The changes of upper-level administration in the past years before contained in SND and Huqiu District were that, Wuzhong District, Wuxian City, Wu-County, in the reversed chronological order.

Historically, Dongzhu was closely related with the history of Suzhou which called the Country of Wu more than 2500 years ago. The loser King of Wu, Helu, who ever won the war with Goujian, the King of Yue (located now near Hangzhou), suicided at the top of the mountain of Yangshan (Sun-Mountain) in the area of Dongzhu. There are also other ruins in the Town Dongzhu.

==Industry==
Dongzhu is one of far less industrialized contrasts to those towns near around the Suzhou City. The main industry of Dongzhu now is still the agriculture, while it also featured in its traditional handcraft industry, handy embroidery, which is known as Suzhou Embroidery and sculpture of stone.

However, since it was contained into SND and Huqiu District, agricultural land was withdrawn conditionally by the administration, a new area is now prepared for the open of the city's modern scientific research center, and is expected to be a great change for the town.

==Communications==
There are several bus systems go through Dongzhu, as well as recently established express way, so called Taihu Dadao, which make the time spent between Dongzhu and Suzhou City from more than an hour to now, only twenty-five minutes.
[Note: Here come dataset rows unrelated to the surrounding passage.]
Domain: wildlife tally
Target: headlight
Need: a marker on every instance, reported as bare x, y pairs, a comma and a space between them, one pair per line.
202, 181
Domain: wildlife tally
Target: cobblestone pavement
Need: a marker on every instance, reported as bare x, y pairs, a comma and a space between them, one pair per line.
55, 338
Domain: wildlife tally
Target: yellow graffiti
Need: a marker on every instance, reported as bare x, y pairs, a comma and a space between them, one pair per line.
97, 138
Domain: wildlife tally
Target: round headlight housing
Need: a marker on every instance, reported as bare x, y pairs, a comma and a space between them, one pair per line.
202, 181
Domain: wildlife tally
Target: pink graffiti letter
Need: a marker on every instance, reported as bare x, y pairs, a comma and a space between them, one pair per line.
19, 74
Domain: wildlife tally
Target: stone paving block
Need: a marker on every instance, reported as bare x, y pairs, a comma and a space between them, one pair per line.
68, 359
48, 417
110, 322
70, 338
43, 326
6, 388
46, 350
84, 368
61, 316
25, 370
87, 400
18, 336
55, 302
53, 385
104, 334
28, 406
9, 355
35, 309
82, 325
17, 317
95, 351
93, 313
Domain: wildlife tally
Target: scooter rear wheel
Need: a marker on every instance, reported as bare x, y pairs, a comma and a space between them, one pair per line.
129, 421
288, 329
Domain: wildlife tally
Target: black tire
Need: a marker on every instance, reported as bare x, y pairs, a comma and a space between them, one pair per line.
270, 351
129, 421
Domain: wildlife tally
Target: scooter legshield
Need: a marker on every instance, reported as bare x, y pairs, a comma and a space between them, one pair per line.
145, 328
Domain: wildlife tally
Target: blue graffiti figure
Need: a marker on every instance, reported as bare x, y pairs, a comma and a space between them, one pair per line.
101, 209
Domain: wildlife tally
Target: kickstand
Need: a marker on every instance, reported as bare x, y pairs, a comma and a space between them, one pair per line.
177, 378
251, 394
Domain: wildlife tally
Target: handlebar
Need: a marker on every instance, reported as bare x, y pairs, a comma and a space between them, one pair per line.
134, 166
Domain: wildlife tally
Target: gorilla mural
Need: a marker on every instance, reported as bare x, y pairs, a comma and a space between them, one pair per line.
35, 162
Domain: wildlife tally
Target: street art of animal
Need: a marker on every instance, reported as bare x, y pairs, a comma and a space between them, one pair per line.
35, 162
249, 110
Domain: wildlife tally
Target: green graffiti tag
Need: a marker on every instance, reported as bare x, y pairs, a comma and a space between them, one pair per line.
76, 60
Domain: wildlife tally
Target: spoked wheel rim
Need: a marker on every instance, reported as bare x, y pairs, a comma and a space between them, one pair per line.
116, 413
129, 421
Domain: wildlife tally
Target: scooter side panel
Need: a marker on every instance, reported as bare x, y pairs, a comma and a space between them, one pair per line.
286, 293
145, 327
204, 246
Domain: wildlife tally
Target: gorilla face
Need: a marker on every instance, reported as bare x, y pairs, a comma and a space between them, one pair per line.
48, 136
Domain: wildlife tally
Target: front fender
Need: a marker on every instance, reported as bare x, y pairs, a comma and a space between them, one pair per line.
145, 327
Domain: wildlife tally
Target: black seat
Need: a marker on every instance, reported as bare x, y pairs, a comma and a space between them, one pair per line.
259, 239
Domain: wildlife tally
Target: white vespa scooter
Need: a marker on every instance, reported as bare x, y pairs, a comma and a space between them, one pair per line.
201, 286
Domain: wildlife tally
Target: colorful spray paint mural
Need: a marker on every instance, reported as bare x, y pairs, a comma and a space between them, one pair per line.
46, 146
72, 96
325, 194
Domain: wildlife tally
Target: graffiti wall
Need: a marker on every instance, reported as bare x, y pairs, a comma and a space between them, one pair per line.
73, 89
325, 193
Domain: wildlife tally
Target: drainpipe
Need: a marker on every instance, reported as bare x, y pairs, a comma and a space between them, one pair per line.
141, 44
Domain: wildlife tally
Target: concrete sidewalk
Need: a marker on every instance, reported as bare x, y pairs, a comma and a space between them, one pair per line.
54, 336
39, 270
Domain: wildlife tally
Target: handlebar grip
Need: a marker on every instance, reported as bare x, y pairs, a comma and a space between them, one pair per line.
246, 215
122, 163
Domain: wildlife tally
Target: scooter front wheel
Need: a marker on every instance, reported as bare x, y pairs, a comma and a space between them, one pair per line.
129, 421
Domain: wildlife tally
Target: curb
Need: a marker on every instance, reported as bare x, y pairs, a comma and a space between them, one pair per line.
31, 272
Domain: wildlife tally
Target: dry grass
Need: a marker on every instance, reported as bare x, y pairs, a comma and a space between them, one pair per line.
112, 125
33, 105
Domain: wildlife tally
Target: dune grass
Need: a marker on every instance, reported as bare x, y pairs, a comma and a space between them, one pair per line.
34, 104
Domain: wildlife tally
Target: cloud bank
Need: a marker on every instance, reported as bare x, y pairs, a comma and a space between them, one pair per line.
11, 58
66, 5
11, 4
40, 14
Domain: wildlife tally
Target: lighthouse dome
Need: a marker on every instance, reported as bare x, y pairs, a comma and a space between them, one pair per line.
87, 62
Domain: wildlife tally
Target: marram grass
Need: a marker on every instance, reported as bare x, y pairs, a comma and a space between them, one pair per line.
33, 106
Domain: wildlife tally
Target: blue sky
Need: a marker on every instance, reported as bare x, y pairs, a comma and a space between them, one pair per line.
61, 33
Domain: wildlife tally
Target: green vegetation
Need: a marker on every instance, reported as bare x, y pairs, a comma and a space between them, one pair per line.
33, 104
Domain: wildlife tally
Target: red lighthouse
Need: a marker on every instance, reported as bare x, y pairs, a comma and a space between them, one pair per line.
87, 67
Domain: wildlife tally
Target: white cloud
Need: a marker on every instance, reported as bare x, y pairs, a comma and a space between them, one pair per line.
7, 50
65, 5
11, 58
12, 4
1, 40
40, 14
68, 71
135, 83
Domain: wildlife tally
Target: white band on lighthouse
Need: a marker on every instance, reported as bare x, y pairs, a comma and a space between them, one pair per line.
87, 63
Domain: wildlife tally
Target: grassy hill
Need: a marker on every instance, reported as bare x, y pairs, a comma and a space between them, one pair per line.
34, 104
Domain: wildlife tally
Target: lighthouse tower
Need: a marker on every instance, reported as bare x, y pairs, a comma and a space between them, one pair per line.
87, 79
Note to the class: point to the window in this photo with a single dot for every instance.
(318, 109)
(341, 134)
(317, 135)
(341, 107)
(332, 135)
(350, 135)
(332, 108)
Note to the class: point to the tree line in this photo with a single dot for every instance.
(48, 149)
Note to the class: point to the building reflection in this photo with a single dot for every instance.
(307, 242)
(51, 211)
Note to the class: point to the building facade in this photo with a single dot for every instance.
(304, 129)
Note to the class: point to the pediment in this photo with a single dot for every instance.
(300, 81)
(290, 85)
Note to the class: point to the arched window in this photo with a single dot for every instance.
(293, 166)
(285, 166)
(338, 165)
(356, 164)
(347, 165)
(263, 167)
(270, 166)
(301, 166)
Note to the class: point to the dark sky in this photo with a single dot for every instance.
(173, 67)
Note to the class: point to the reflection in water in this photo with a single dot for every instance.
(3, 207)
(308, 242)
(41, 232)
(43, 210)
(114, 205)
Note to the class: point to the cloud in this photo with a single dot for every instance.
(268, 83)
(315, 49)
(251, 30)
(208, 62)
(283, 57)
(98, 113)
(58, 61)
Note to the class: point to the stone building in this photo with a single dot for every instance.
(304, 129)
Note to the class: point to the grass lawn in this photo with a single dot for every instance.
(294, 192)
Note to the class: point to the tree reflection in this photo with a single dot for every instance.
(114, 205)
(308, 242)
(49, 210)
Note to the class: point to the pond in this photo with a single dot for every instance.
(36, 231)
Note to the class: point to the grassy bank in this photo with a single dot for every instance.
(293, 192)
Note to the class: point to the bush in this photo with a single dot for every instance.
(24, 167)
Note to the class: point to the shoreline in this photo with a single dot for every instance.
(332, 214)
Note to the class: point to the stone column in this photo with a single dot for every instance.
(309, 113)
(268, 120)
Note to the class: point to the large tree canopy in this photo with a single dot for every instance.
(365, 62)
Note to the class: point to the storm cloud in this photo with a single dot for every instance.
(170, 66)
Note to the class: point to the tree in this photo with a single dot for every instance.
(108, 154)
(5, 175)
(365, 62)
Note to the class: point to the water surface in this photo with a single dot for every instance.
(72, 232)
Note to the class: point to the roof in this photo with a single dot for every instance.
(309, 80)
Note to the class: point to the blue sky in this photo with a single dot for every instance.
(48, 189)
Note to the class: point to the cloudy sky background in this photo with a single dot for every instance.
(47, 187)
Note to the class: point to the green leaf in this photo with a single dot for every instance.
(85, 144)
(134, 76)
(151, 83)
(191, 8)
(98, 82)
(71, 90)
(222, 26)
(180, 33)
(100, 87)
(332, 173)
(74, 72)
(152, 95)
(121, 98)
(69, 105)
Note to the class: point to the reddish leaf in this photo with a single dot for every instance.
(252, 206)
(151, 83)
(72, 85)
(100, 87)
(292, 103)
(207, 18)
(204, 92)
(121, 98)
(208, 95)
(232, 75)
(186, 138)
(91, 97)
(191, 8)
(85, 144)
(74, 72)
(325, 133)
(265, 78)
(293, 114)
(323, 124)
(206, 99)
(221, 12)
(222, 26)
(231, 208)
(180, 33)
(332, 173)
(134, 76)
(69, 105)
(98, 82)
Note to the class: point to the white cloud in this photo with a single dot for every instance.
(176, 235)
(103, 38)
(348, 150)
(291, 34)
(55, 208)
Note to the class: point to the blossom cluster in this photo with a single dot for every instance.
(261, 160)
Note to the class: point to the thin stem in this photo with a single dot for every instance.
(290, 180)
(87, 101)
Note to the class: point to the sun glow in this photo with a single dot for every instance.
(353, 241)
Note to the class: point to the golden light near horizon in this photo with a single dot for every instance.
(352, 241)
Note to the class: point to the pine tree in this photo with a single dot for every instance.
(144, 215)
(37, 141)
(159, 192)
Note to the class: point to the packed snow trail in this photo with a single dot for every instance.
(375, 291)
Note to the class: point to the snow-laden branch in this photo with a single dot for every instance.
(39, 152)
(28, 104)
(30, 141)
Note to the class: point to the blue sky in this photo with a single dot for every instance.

There is also a traditional waterway—Xuguang Canal, connecting Taihu Lake with the City.

Although there are two domestic civil airports, Guangfu Airport and Shuofang Airport near the town, however, the air routes is limited in number. Many people there use the Pudong International Airport and Hongqiao Airport for international and domestic travel.

==Education==
There are two educational organizations in Dongzhu include one elementary and one middle school, and no organization for higher educations. The two schools are, Dongzhu Experimental Primary School and Dongzhu Middle School.